燕姝立時問係統,【快,快詳細說說, 這到底是怎麼回事。】

係統於是便說開了,【黨夏的老可汗在五年前去世,新可汗胡元茂上位,其實那新可汗目前也隻有十八歲,還是個嫩小子,這五年間, 全都是他老娘蕭太後在把持朝政。

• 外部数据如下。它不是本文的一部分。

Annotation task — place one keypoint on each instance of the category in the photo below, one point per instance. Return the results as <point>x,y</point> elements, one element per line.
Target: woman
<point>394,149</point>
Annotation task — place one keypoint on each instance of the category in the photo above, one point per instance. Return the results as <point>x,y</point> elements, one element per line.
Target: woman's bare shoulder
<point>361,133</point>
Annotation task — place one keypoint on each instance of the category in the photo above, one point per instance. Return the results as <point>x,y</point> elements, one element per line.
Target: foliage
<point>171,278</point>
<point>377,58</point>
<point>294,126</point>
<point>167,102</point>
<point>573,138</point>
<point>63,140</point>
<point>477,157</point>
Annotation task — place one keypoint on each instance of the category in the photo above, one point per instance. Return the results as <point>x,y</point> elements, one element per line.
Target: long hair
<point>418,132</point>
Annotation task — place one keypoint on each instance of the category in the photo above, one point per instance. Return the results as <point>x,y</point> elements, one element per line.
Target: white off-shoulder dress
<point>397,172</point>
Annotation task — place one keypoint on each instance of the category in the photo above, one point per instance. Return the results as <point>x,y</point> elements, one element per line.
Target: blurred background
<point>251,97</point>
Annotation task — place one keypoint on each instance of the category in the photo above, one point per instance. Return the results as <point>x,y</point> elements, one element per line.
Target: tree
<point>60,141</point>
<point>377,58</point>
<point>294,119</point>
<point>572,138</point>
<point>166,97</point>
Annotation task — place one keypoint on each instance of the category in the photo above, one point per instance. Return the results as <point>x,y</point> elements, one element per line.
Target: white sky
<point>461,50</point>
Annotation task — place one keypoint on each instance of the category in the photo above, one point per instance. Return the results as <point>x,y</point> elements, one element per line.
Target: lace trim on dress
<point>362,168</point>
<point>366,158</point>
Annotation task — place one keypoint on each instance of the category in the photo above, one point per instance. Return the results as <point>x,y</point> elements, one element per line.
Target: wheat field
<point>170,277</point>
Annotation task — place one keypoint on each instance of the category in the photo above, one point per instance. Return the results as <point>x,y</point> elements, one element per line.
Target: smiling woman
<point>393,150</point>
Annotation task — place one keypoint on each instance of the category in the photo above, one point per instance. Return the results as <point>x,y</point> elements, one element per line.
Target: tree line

】

【蕭太後除過這個兒子, 還有一個女兒,既黨夏的長公主, 蕭太後非常疼愛這個女兒,當年在黨夏千挑萬選,選了這個車宏圖, 也就是你眼前這個討厭鬼當駙馬。那為什麼要選他呢?因為這個長公主其實有些娘胎裡不足,一生下來身體就不太好。蕭太後不為彆的,就覺得這人看著還挺老實,應該不敢欺負她閨女。】

聽到這裡,燕姝忍不住插嘴, 【那依照套路,這人其實並不老實是吧?難不成像宇文嫣當初的駙馬趙成文一樣, 在外頭包了好幾個外室?】

係統道,【那倒不至於,畢竟黨夏國小, 那都城也小, 這人便是有這個心也沒這個能力。不過這車宏圖也確實是並不老實, 表麵上待長公主好,背地裡早已經起了各種心思。就說這長公主婚後兩年,好不容易生了個兒子,卻連累得身體更差了,滿了月子還是整日下不來床,蕭太後也是心疼,怕閨女身邊的人不會照顧,便派了個自己身邊比較機靈的宮女去照顧,哪知道這宮女才到公主府沒多久,就跟這車宏圖搞到一塊去了。】

燕姝我去了一聲,這兩人這不是缺了大德?

尤其這車什麼圖,那黨夏公主可是給他生孩子連累的身體差啊,這樣的當口,他居然能跟太後的婢女搞到一塊?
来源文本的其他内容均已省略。